Es war einmal und ist nicht mehr
Amüsante Anekdoten über längst ausgestorbene Berufe

Wer weiß schon, welche Abläufe die Arbeit eines Lithografen umfasste oder die eines Köhlers? Vollkommen unbekannt dürfte hingegen der längst verschwundene Beruf eines Fischbeinreißers oder der eines Ameislers sein. In ihrem kurzweiligen Buch „Von Kaffeeriechern, Abtrittanbietern und Fischbeinreißern. Berufe aus vergangenen Zeiten“ erläutern die Journalistin und Kulturwissenschaftlerin Michaela Vieser und die Illustratorin Irmela Schulz auf unterhaltsame Weise den Hintergrund und das Tätigkeitsfeld von 14 früheren, heute überwiegend in Vergessenheit geratenen Berufen. Einige davon haben sich bis zum Zweiten Weltkrieg gehalten.
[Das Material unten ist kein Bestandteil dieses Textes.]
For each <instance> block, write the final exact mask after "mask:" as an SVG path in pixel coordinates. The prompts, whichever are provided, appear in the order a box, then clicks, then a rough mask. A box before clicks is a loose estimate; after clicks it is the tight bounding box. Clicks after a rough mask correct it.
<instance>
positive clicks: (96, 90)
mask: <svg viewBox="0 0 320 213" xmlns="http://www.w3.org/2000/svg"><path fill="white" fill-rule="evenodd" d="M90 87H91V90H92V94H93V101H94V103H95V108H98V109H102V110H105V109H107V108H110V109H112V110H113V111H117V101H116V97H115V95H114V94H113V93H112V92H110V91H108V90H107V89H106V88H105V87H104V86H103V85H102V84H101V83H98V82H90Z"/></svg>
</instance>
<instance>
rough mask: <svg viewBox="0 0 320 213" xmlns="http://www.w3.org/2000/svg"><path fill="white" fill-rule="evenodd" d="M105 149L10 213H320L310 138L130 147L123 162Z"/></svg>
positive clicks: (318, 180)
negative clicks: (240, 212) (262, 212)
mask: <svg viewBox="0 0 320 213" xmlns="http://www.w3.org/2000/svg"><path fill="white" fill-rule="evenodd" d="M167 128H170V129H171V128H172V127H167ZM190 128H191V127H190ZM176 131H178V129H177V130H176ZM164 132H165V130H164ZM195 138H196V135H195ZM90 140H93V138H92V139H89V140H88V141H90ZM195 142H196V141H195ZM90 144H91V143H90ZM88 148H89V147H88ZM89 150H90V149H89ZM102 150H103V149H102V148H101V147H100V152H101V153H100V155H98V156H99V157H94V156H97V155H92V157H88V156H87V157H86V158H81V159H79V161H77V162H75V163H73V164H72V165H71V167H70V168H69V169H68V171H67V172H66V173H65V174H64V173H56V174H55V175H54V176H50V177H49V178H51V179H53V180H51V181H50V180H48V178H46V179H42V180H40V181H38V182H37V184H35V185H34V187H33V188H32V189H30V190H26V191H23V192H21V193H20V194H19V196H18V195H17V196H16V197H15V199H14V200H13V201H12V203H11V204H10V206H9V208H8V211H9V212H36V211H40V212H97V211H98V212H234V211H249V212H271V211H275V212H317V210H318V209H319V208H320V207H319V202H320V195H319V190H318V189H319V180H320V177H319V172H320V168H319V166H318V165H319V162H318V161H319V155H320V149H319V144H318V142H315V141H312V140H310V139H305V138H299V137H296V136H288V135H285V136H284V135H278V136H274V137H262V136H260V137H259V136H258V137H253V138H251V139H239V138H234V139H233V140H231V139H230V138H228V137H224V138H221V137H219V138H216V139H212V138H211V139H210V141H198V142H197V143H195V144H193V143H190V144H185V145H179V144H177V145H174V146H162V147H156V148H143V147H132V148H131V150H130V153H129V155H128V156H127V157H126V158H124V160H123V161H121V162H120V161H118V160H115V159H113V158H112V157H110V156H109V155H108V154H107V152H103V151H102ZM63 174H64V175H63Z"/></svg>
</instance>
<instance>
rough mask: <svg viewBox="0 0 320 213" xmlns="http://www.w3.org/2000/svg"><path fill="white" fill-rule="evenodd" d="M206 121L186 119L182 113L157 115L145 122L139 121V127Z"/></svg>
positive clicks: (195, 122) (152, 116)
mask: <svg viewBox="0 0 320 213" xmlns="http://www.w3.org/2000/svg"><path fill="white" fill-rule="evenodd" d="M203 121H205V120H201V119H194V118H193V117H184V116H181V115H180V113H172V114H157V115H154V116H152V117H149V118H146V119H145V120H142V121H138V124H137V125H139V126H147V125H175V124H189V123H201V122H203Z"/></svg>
Bei ihrer aufwendigen Recherche zu den untergegangenen Berufen verbrachten die beiden Autorinnen viel Zeit in Archiven sowie mit der Auswertung von Romanen und Gemälden. Das Ergebnis ist eine Sammlung von fundierten Einzelbeiträgen mit staunenswerten, oft vergnüglichen Aspekten, womit sich Einblicke in historische Lebenswelten ab der römischen Kaiserzeit eröffnen. Am Anfang jedes mehrere Seiten umfassenden Kapitels steht ein Steckbrief des betreffenden Berufes, beginnend mit einer kurz gefassten Erklärung, zum Beispiel für „Ameisler“: „Person, meist männlich, die Ameisenpuppen sammelte und sie als Vogelfutter oder Medizin verkaufte.“ Lobend erwähnt sei auch die farbenfroh und phantasievoll gestaltete Illustration mit einer doppelseitigen Abbildung für jedes Kapitel: Vor einem Hintergrund mit Auszügen aus zeitgenössischem, gedruck-tem Schrifttum hantieren die jeweiligen Berufsausübenden, seien es Lumpensammler, Wanderprediger, Bänkelsänger, Sesselträger oder eine Spreewälder Amme mit ihren besonderen Gerätschaften. Ein umfassendes Register erleichtert das gezielte Nachschlagen im Buch.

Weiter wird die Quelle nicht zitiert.